Condition Monitoring and Fault Detection for Electrical Machines Using Advanced Sensing Techniques Based on Fibre Bragg Gratings

Abstract

Emerging techniques are being researched to expand the suite of condition monitoring solutions available for electric machines to adapt to a world of net zero carbon emissions. This research investigates the use of fibre bragg gratings (FBG) for condition monitoring and fault detection in three 2.2kW induction motors (IMs) using stray flux in a non-invasive manner. Optical fibre is immune to electromagnetic interference (EMI) which is an advantage but limits its direct use for magnetic field sensing. A magnetostrictive transducer, terfenol-D was bonded to FBG to form a composite sensor - FBG-T. The FBG-T was inserted into an acrylic tube - which is unaffected by magnetic field - and then positioned both axially and transversely relative to the machine’s rotor shaft at the drive end (DE).
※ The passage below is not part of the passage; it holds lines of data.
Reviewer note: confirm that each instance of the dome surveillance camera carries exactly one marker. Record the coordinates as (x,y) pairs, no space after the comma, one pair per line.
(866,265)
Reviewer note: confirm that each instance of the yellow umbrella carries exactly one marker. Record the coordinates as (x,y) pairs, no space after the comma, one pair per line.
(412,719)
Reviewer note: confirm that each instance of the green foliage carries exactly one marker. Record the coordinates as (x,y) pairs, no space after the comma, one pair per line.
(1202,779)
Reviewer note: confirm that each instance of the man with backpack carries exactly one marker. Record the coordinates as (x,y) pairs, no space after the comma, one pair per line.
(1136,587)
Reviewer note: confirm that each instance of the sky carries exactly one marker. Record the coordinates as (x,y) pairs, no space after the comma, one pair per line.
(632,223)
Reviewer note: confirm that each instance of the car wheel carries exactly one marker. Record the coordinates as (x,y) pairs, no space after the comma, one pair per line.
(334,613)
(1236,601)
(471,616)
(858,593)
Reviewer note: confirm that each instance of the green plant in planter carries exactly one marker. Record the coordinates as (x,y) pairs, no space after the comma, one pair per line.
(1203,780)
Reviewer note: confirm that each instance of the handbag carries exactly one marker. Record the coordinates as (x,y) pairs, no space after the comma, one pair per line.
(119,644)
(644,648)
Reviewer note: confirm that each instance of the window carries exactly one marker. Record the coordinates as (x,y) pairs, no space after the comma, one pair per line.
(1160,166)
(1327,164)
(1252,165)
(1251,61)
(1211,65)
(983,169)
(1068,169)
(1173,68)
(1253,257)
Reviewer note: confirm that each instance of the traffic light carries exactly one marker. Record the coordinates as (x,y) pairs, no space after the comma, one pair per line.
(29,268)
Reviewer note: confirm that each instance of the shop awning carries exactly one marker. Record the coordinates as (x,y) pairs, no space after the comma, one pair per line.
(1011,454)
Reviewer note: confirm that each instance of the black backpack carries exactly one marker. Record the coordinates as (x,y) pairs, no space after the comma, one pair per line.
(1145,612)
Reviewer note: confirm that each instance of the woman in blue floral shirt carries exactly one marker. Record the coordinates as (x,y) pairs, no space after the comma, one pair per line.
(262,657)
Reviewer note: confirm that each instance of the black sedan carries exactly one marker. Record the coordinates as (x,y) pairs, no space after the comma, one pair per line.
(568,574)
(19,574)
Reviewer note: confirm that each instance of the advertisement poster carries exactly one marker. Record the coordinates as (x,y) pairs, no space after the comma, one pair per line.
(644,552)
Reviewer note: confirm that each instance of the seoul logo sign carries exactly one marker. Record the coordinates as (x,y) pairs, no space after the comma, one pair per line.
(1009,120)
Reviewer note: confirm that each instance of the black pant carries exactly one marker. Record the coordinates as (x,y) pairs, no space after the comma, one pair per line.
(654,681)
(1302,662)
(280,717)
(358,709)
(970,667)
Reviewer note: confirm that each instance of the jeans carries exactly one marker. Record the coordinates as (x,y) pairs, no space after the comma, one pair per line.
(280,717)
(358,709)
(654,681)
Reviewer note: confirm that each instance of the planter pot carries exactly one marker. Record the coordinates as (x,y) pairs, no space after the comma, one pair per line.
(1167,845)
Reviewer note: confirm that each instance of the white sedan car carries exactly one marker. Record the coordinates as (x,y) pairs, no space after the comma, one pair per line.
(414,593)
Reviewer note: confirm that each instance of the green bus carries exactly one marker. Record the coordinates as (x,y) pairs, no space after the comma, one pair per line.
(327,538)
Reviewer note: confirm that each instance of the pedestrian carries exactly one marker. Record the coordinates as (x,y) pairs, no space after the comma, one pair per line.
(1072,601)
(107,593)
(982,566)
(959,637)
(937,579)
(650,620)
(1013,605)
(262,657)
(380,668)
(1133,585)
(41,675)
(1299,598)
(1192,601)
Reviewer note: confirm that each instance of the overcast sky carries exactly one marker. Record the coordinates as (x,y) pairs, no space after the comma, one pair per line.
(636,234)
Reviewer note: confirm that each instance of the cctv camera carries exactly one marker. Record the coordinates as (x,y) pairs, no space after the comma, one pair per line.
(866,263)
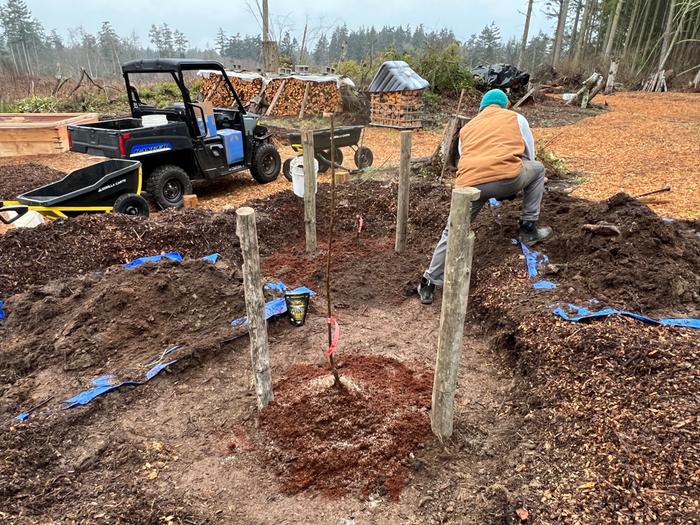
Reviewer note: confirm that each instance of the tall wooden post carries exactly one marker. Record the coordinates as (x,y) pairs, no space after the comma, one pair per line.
(455,295)
(307,143)
(404,183)
(255,305)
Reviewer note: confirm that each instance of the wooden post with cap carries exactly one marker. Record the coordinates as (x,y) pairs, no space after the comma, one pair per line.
(455,295)
(255,305)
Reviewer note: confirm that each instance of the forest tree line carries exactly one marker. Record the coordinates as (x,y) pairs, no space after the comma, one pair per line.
(644,35)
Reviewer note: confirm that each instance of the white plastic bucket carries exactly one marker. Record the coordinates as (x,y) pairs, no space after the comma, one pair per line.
(149,121)
(297,170)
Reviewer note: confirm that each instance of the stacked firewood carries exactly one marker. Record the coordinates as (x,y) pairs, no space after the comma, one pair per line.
(397,109)
(287,96)
(283,97)
(214,90)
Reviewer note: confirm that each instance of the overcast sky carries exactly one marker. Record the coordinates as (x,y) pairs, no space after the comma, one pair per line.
(200,20)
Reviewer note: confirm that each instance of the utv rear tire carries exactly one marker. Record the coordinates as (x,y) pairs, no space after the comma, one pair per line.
(168,186)
(132,204)
(266,164)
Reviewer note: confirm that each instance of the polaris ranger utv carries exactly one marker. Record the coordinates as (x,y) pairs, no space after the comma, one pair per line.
(178,143)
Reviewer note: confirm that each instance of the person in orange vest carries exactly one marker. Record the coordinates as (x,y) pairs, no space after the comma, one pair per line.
(497,156)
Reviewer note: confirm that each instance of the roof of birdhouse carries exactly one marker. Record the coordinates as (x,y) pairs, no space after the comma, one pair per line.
(396,75)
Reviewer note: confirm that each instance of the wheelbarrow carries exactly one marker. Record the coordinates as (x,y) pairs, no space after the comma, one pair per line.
(112,186)
(345,137)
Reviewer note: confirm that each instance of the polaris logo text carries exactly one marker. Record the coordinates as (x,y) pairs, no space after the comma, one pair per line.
(147,149)
(110,186)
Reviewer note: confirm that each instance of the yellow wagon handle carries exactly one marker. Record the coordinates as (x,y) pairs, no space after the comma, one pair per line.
(12,206)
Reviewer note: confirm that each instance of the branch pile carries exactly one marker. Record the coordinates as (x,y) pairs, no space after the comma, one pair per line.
(214,90)
(284,97)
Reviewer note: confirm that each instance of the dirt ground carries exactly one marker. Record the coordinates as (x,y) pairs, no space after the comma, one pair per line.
(647,141)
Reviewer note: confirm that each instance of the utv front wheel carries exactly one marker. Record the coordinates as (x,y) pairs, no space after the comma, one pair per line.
(266,164)
(131,204)
(168,186)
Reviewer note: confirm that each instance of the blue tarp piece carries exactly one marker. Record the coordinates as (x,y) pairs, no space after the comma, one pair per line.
(173,256)
(575,313)
(273,307)
(212,258)
(534,261)
(108,383)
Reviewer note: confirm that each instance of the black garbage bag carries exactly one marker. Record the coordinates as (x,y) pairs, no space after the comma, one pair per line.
(502,76)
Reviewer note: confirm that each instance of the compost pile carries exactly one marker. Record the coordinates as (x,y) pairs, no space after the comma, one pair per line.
(116,322)
(18,179)
(612,400)
(653,266)
(354,438)
(92,242)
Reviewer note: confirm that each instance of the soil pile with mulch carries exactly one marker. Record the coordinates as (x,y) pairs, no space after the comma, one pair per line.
(21,178)
(652,266)
(89,243)
(354,438)
(612,401)
(119,322)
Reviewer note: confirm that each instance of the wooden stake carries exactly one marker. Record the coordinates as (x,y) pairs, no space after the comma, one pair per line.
(334,370)
(303,102)
(307,143)
(404,185)
(275,99)
(455,295)
(255,305)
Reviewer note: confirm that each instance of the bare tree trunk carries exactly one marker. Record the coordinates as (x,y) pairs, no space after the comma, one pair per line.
(667,35)
(613,30)
(574,31)
(561,25)
(631,27)
(523,42)
(581,43)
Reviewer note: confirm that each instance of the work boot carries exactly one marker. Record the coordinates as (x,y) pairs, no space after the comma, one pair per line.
(531,234)
(426,290)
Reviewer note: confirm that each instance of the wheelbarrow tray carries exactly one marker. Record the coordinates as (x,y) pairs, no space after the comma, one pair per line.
(96,186)
(344,136)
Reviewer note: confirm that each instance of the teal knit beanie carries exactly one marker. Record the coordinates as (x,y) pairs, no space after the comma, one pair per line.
(495,96)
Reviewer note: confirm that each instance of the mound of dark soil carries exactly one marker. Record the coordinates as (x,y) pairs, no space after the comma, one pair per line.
(653,266)
(89,243)
(355,438)
(18,179)
(117,322)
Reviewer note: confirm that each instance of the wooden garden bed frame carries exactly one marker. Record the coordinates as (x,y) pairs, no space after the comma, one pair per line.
(38,133)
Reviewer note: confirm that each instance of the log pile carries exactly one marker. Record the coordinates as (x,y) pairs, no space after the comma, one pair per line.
(315,97)
(397,109)
(321,97)
(215,92)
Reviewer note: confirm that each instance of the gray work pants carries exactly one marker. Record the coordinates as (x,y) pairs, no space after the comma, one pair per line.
(530,181)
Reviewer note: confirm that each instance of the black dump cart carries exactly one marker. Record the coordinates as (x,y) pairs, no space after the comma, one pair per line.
(106,187)
(345,137)
(181,141)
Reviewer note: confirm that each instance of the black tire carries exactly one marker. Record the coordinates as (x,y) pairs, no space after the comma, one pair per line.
(266,164)
(168,186)
(287,169)
(364,157)
(324,165)
(132,204)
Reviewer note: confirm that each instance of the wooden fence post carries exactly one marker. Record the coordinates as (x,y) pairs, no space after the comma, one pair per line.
(404,184)
(255,305)
(455,295)
(307,143)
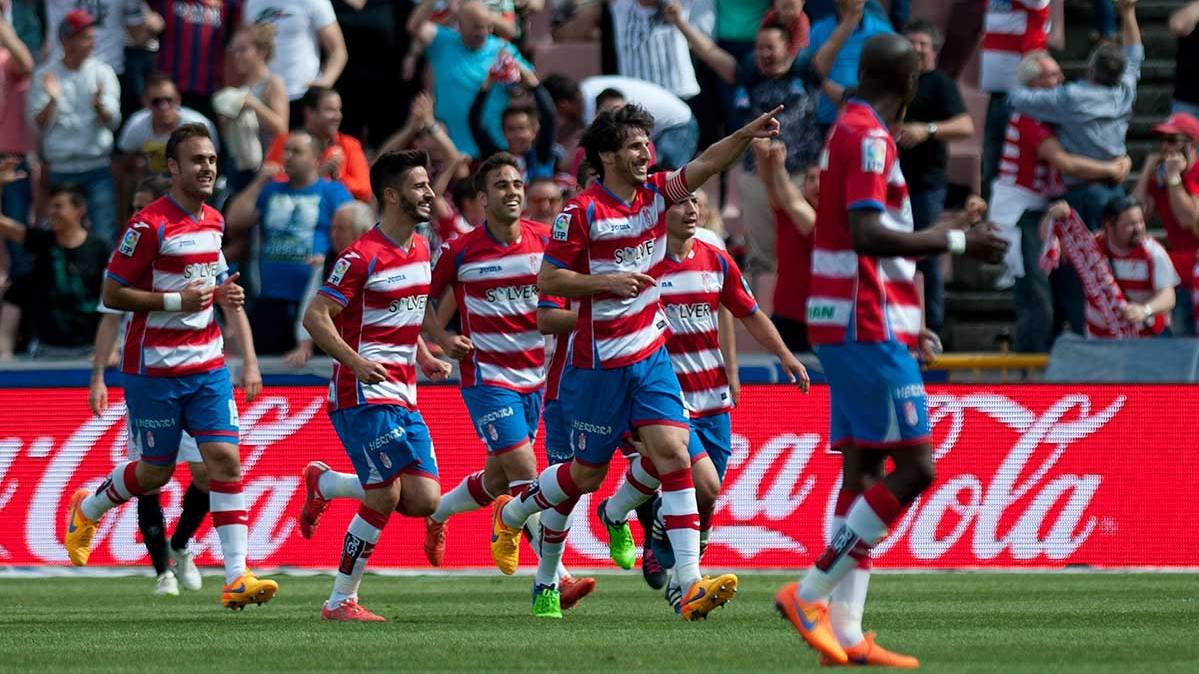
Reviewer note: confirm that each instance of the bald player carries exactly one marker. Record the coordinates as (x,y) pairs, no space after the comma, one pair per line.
(865,322)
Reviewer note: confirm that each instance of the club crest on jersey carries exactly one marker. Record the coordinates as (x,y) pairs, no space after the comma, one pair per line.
(338,274)
(874,155)
(561,226)
(130,242)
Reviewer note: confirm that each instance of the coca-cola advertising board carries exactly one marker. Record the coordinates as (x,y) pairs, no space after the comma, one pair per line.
(1028,476)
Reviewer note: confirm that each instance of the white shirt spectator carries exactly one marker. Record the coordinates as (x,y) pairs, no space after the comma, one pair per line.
(74,140)
(668,109)
(113,18)
(296,43)
(650,48)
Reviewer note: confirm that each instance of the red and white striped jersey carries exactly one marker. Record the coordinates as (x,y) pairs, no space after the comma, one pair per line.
(1011,29)
(1140,274)
(859,298)
(384,289)
(558,357)
(692,293)
(163,248)
(598,233)
(495,286)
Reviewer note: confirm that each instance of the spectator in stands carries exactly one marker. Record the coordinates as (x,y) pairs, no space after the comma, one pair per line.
(350,222)
(1092,116)
(675,133)
(543,200)
(935,116)
(790,13)
(1169,185)
(1186,78)
(529,132)
(61,293)
(143,140)
(459,60)
(302,30)
(192,47)
(1139,266)
(76,102)
(795,217)
(294,218)
(1013,28)
(843,71)
(342,158)
(374,34)
(1029,176)
(769,78)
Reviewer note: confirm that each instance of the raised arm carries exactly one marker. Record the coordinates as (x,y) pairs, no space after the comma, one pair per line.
(721,61)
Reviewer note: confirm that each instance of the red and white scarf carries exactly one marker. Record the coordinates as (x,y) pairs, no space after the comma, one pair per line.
(1082,251)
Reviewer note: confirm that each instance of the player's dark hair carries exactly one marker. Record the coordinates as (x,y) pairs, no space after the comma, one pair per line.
(494,162)
(185,132)
(610,128)
(1107,65)
(389,169)
(608,95)
(73,191)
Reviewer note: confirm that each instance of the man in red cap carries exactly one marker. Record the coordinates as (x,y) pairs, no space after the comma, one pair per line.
(1169,184)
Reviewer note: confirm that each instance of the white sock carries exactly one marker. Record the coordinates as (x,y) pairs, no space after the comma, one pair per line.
(120,487)
(335,485)
(227,504)
(680,515)
(639,485)
(553,486)
(469,494)
(550,545)
(360,541)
The transverse position showed better repeatability and sensitivity over different operating frequencies. Temperature and magnetic flux calibrations of the FBG-T sensor gave sensitivities of 20.77 picometre per degree Celsius (pm/°C) and 19.38 picometre per micro-tesla (pm/μT) respectively. Various investigations were carried out at different operating frequencies and under three motor conditions viz: healthy, broken rotor and inter-turn short circuit conditions. Experimental results confirm that the FBG-T sensor reliably distinguished each of the three machine conditions using different orders of magnitudes of braggshifts. The FBG-T sensor accurately detected faults with the short circuit condition reaching braggshifts of hundreds of pm. Healthy and broken rotor conditions reached braggshifts in the low–to-mid-hundred and high-hundred pm range respectively. Fast Fourier Transform (FFT) analysis performed on the measured stray flux showed that not only its amplitude but also the harmonic component of its spectrum, affected the magnetostrictive behaviour of the magnetic dipoles of the terfenol-D transducer. This effect was translated into strain on the FBG. The investigation proved that FBG technology can reliably and accurately monitor the condition of the motors as well as detect faults in a non-intrusive manner.